Il est petit, trapu, maigre, osseux, anguleux ; on dirait un homme inachevé, et c’est pourtant le plus complet des hommes. Si vous l’étudiez, vous ne tardez pas à vous apercevoir que tout est vigueur, résolution, intrépidité, intelligence chez lui.

Il parle peu et par monosyllabes : mais son langage est tout dans ses yeux. Là est sa parole à lui, là est sa puissance.

Le Gaoucho étonne du premier abord, et l’on se dit : « Voilà une charpente qui s’écroule, qui va tomber. »

Le Gaoucho marche, et vous trouvez la force et la vie où vous n’aviez aperçu que la faiblesse et la mort.

Il faut regarder parler un Gaoucho et non l’entendre pour le juger ; il faut surtout le regarder quand il vous dit certaines choses relatives à ses déserts, à ses plaines, à ses forêts, aux terribles ennemis qu’il a l’habitude de combattre. .

Le Gaoucho alors n’est pas seulement un homme comme vous et moi, c’est un maître, un dominateur ; il a dix coudées au-dessus des têtes communes, et il plane sur nous comme l’aigle sur l’espace.

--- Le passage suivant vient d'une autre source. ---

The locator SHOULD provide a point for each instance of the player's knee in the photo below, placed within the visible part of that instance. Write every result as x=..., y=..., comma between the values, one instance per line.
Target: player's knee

Quand le Gaoucho est calme, c’est le lion qui s’est repu, c’est la cataracte que l’hiver a arrêtée dans sa chute. Mais que sa faim se réveille, mais que le soleil brise la glace… oh ! alors le désert est envahi, et comme tout fui ! et tremble devant la cataracte ou le lion, tout tremble aussi devant le Gaoucho.